Gianfrancesco Malfatti
Gianfrancesco Malfatti ( born September 26, 1731 in Ala; † October 9, 1807 in Ferrara) was an Italian mathematician who was able, among other things, resolve all resolvable quintic equations by radicals. After the Malfatti Malfatti circle and the Malfatti problem are named (his solution he found in 1802 and published it in 1803 )
Malfatti studied at a Jesuit school in Verona and then at the College of St. Francis Xavier, University of Bologna, among others, by Vincenzo Riccati, Maria Zanotti, Gabriele Manfredi. From 1754 he taught mathematics and physics at a school in Ferrara, which he founded there. In 1771 he became professor of mathematics at the university of Ferrara, when it was reopened.
In 1782 he was one of the founders of the Societa Italiana delle Scienze.
In a work of 1770 ( De aequationibus quadrato - cubicis Disquisitio analytica ) constructed a solution of special equations of the fifth degree with the later so-called Malfatti - resolvent. This work made him known. He was involved in the discussion of Paolo Ruffini's early attempts at proof Nichtauflösbarkeit of equations higher than quartic by radicals, which he criticized (1804 ).
Under Malfatti problem is today understood two different problems: Malfatti gave the Malfatti circles as a solution to today marble problem of Malfatti problem mentioned in: Pack of three circles in a triangle, so that they have maximum area, but do not overlap. It was but since H. praise and HW Richmond 1930 known that these do not always provide the optimal solution, even later it was shown that they even do so only rarely. The optimal solution found Viktor Salgaller and GA Loss 1994. This is distinguished from the design problem of Malfatti, delegating three circles in a triangle so that they touch each other and two sides of the triangle.
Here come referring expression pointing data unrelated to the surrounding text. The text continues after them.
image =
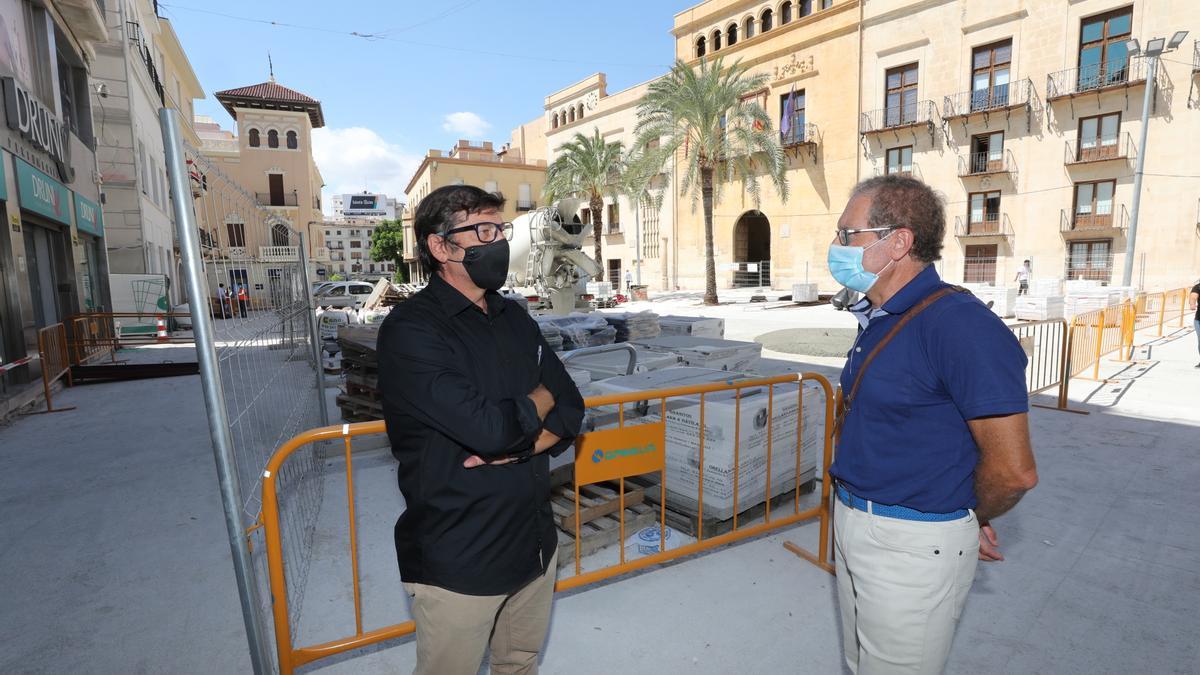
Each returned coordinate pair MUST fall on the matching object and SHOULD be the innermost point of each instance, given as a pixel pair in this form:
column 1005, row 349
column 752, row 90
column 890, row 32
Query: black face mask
column 489, row 264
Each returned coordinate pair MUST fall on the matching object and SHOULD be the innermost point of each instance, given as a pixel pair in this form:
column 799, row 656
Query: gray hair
column 901, row 201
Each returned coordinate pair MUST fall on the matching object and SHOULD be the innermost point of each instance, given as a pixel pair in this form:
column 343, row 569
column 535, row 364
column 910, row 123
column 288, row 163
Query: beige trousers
column 901, row 586
column 454, row 629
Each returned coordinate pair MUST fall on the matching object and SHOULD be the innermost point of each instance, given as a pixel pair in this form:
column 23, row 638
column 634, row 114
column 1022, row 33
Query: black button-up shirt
column 455, row 382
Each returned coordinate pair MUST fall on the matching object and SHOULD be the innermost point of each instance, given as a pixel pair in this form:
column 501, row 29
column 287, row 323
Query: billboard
column 367, row 205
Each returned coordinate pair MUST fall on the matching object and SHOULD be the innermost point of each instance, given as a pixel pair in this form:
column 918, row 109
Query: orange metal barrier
column 102, row 333
column 52, row 348
column 634, row 447
column 91, row 338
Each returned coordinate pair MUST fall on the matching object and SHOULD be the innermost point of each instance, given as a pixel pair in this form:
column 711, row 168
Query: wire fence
column 257, row 296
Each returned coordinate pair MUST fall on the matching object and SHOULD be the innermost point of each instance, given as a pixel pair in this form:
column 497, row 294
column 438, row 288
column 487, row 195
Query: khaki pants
column 453, row 629
column 901, row 586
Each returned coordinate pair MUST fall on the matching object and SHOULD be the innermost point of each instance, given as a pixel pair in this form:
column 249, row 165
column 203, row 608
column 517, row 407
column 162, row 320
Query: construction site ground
column 115, row 556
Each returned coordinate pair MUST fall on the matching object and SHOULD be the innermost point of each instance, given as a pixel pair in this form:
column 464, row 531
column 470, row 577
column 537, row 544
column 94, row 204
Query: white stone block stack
column 1031, row 308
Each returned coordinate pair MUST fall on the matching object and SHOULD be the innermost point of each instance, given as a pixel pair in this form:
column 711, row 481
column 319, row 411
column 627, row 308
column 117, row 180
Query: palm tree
column 705, row 114
column 643, row 184
column 587, row 166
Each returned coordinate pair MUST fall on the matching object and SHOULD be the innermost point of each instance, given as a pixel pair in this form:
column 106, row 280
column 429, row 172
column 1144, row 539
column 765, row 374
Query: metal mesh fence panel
column 259, row 300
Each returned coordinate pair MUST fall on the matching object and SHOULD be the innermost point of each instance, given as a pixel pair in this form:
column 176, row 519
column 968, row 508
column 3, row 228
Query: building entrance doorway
column 751, row 251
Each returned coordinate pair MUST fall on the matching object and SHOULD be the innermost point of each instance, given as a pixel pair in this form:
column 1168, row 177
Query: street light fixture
column 1155, row 48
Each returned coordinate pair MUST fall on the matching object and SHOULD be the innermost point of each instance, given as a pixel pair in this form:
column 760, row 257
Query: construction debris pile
column 634, row 326
column 579, row 330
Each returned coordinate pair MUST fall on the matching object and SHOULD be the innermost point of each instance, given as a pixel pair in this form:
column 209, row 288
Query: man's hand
column 543, row 400
column 545, row 441
column 989, row 544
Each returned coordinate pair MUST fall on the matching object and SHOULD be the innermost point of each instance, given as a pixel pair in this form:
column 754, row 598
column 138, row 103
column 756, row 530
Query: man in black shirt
column 474, row 400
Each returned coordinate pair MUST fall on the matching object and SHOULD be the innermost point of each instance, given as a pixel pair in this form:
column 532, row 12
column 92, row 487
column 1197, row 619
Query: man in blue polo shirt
column 934, row 434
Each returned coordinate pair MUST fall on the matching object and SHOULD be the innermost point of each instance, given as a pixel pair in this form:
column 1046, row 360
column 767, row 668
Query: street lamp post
column 1155, row 48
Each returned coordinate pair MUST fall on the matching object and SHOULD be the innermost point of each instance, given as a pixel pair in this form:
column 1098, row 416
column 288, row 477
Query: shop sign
column 42, row 195
column 88, row 216
column 35, row 123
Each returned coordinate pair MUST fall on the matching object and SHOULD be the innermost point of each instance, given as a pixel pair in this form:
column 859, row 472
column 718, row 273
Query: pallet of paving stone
column 597, row 501
column 683, row 517
column 601, row 531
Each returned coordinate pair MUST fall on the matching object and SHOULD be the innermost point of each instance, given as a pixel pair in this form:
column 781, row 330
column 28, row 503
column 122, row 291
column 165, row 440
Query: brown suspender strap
column 847, row 399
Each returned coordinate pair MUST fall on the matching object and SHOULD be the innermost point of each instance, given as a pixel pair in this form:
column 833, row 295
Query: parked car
column 345, row 294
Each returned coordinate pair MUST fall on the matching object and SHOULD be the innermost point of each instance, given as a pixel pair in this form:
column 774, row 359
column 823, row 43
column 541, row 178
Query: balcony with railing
column 1104, row 149
column 910, row 171
column 798, row 133
column 1099, row 225
column 899, row 117
column 991, row 100
column 279, row 254
column 983, row 226
column 987, row 163
column 1096, row 77
column 267, row 199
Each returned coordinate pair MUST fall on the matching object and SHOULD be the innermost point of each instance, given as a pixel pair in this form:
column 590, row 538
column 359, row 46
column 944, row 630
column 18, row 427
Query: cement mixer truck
column 547, row 260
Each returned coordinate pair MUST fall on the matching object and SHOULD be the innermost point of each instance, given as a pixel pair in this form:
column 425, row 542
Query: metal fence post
column 210, row 377
column 318, row 366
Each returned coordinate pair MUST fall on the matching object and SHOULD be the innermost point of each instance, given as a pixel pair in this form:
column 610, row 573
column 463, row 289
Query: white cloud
column 467, row 124
column 357, row 159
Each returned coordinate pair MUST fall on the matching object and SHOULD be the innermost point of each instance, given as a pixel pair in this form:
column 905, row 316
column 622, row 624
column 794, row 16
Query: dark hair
column 442, row 209
column 906, row 202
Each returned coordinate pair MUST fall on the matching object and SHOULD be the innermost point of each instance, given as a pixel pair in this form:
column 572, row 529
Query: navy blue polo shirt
column 906, row 438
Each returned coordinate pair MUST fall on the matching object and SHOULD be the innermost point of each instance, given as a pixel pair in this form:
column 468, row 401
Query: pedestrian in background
column 1194, row 303
column 243, row 299
column 1023, row 279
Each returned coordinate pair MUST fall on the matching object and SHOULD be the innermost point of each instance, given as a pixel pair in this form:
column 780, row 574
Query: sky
column 419, row 75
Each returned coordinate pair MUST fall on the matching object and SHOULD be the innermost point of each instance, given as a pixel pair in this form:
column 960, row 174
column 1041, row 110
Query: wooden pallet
column 601, row 529
column 683, row 518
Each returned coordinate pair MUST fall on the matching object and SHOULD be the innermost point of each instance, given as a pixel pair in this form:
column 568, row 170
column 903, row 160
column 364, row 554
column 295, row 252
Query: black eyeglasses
column 486, row 232
column 845, row 234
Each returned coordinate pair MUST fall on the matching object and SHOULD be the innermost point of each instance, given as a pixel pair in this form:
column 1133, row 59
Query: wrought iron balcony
column 1103, row 149
column 1000, row 97
column 798, row 133
column 1077, row 225
column 990, row 225
column 279, row 254
column 265, row 199
column 899, row 117
column 1096, row 77
column 911, row 171
column 987, row 163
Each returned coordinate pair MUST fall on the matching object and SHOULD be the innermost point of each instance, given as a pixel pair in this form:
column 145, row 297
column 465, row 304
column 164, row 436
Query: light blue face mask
column 846, row 267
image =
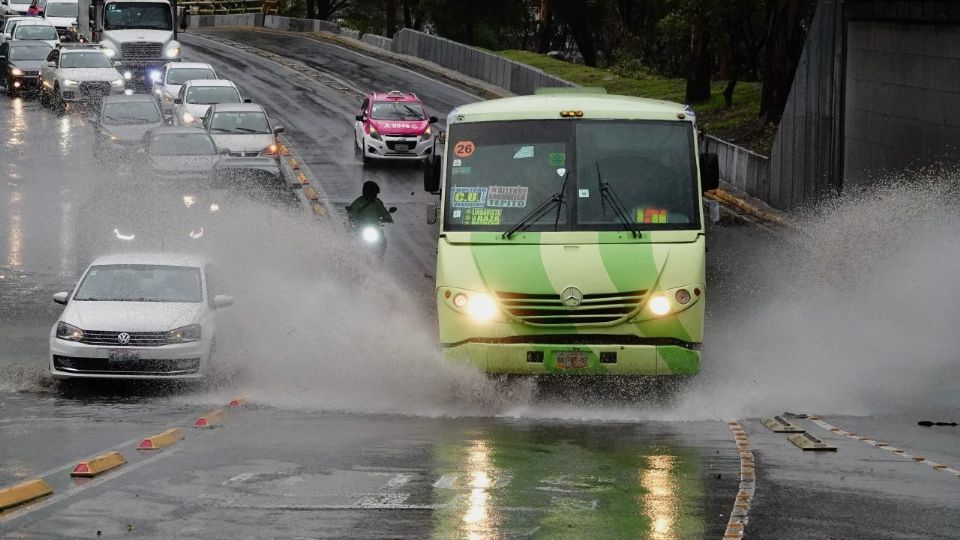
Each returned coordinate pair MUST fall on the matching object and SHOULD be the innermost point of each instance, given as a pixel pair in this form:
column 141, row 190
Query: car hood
column 129, row 132
column 131, row 316
column 400, row 127
column 90, row 74
column 242, row 143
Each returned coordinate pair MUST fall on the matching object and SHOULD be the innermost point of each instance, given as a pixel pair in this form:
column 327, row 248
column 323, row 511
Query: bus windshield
column 613, row 174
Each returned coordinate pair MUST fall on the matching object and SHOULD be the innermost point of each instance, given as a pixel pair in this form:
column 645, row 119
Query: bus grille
column 141, row 50
column 548, row 309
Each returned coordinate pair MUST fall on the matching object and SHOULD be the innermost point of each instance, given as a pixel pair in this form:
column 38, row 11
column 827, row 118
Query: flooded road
column 352, row 427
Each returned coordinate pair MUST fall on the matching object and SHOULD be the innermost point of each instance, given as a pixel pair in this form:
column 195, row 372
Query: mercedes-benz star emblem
column 571, row 297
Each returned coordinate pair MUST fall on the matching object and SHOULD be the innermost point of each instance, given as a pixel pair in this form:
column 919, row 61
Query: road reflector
column 163, row 440
column 779, row 424
column 98, row 465
column 808, row 442
column 212, row 418
column 23, row 493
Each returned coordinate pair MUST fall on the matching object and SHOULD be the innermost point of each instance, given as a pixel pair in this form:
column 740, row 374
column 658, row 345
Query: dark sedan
column 20, row 61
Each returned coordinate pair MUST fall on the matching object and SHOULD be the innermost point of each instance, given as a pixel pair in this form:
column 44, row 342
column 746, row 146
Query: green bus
column 571, row 235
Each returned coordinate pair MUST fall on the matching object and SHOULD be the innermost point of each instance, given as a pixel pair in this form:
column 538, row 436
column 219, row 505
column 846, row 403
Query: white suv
column 78, row 74
column 137, row 316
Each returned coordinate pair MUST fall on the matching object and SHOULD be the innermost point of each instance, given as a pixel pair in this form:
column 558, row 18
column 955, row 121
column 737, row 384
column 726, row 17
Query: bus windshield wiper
column 557, row 199
column 607, row 194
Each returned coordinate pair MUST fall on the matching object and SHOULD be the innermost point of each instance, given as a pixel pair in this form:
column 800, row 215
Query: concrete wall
column 902, row 97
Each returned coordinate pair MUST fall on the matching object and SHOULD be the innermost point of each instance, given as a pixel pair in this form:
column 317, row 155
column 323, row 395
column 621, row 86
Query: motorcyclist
column 368, row 208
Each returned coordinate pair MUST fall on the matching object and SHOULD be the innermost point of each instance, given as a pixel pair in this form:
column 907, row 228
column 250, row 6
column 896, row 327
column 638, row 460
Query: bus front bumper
column 593, row 359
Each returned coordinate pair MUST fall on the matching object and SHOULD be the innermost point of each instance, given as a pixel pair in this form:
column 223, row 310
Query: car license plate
column 122, row 355
column 572, row 360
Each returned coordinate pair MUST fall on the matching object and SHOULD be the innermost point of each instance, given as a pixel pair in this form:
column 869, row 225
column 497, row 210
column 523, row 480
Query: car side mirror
column 709, row 171
column 431, row 174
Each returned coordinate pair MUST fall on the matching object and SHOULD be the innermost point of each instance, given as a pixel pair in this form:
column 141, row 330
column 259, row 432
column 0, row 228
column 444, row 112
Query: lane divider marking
column 211, row 419
column 24, row 492
column 98, row 465
column 162, row 440
column 741, row 505
column 882, row 445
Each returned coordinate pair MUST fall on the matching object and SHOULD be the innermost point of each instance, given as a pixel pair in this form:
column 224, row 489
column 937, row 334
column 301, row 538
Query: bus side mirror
column 709, row 171
column 431, row 174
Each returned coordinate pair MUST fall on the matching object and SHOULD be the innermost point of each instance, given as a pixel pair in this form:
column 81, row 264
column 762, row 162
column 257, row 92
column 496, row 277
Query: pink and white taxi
column 393, row 125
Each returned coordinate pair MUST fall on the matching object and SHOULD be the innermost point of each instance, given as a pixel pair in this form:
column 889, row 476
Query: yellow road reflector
column 23, row 493
column 808, row 442
column 779, row 424
column 212, row 418
column 98, row 465
column 162, row 440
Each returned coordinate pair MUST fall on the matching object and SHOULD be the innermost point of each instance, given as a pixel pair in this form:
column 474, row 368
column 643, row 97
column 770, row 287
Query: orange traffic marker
column 163, row 440
column 212, row 418
column 98, row 465
column 23, row 493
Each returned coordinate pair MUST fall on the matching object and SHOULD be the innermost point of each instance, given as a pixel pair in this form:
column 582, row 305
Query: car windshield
column 130, row 112
column 29, row 52
column 499, row 172
column 239, row 122
column 182, row 75
column 61, row 9
column 137, row 15
column 182, row 144
column 85, row 59
column 140, row 283
column 397, row 110
column 208, row 95
column 34, row 31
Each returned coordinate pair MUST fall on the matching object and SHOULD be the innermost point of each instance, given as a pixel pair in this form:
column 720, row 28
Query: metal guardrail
column 231, row 7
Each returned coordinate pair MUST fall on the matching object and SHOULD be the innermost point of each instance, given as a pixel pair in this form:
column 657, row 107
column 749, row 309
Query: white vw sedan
column 136, row 316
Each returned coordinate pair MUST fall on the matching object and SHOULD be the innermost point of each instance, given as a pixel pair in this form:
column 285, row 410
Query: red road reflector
column 98, row 465
column 162, row 440
column 212, row 418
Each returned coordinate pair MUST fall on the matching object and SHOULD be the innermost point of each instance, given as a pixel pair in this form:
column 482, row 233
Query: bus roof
column 550, row 106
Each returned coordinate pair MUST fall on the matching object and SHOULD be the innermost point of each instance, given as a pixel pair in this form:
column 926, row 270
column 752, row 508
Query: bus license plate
column 121, row 355
column 572, row 360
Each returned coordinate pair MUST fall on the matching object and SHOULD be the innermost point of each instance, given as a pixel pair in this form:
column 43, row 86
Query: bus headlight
column 660, row 305
column 481, row 307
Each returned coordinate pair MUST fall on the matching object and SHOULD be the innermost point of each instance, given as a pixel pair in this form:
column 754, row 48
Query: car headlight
column 184, row 334
column 68, row 332
column 659, row 305
column 370, row 234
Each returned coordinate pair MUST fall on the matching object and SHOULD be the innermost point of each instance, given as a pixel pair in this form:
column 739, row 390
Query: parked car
column 20, row 64
column 138, row 316
column 167, row 82
column 78, row 73
column 242, row 130
column 122, row 123
column 196, row 97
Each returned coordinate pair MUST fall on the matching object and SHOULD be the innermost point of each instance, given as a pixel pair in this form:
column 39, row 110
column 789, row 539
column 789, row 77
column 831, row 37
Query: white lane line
column 741, row 505
column 882, row 445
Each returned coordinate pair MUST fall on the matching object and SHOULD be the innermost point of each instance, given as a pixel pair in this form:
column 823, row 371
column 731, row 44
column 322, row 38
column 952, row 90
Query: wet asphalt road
column 321, row 452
It has already been solved in the special case of an isosceles triangle by Jakob Bernoulli, also by a Japanese mathematician in the 18th century ( Chokuyen Naonobu Ajima ) and later gave Jakob Steiner (1826, Crelle 's Journal, using basic geometric ) and Alfred Clebsch solutions ( the latter with elliptic functions, 1857 Crelle 's Journal ).
In addition to geometry and the question of the dissolution of algebraic equations of higher degree, he also dealt with finite difference methods, mechanics ( for example movement of a point mass in a gravitational field on a lemniscate 1781), Analysis and Probability ( here he found, for example, an error in a work of Joseph -Louis Lagrange in 1774 ).